Y para entonces, Chu Mo había sudado, su sangre caliente poco a poco se enfriaba, cuando se dio cuenta de que alrededor de una docena de hombres de negro se habían reunido detrás de él.
Sin embargo, todos estaban siendo retenidos por Lu Siyue, ninguno capaz de avanzar.
—Chu Bro, ¿qué hacemos con estos hijos de puta?
—El joven con pendientes, sintiéndose más cercano a Chu Mo después de pelear codo con codo, se acercó a él y preguntó, señalando al grupo tirado en el suelo.
—¿Qué, quieres matarlos a todos para silenciarlos?
—Chu Mo lo miró con una leve diversión y dijo.
Al oír esto, el joven con pendientes soltó una risita nerviosa y no habló más.
Chu Mo se frotó el puente de la nariz.
No había quitado sus gafas en la refriega, y ahora el par de gafas, valorado en 580,000, no estaba por ninguna parte.
No se molestó en buscarlas.
Aunque su visión era un poco borrosa sin ellas, no hacía mucha diferencia.

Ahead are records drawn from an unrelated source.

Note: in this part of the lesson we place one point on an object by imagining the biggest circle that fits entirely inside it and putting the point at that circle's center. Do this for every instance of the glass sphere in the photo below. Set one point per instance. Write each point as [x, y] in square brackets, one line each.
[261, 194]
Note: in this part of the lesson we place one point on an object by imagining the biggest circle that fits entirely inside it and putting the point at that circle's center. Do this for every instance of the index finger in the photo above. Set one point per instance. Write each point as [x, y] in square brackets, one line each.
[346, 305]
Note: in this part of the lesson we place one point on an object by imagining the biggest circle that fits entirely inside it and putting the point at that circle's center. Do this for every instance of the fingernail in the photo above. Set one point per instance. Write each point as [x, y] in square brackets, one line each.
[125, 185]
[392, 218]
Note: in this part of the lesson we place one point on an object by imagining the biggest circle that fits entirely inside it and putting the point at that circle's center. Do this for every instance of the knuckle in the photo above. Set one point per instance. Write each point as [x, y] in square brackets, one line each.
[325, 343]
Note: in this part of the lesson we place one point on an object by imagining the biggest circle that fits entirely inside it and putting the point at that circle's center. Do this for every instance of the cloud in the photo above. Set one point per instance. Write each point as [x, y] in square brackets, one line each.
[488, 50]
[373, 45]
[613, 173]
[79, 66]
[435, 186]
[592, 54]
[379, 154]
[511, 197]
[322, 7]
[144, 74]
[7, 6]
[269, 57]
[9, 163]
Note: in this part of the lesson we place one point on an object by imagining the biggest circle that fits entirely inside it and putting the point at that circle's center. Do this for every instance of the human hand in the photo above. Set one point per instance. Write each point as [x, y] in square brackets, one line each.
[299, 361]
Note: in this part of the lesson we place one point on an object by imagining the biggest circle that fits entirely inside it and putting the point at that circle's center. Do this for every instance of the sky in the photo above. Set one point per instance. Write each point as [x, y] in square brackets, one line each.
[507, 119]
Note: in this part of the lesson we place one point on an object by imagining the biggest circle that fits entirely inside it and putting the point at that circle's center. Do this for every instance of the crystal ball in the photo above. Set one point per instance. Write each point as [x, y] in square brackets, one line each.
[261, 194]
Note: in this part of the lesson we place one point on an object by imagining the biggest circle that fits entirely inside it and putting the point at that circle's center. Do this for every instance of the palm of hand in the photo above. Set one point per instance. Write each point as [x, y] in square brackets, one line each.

Se acercó a Lu Siyue y dijo en voz baja,
—¿Y ella?
—Sabiendo exactamente a quién se refería Chu Mo, Lu Siyue, con una expresión seria en su cheongsam, dijo suavemente.
—Ya hice que alguien la llevara a casa.
Esto fue una pelea entre los herederos de segunda generación Liu Ming, Sun Li y los demás.
No sería bueno involucrar a una joven chica en esto.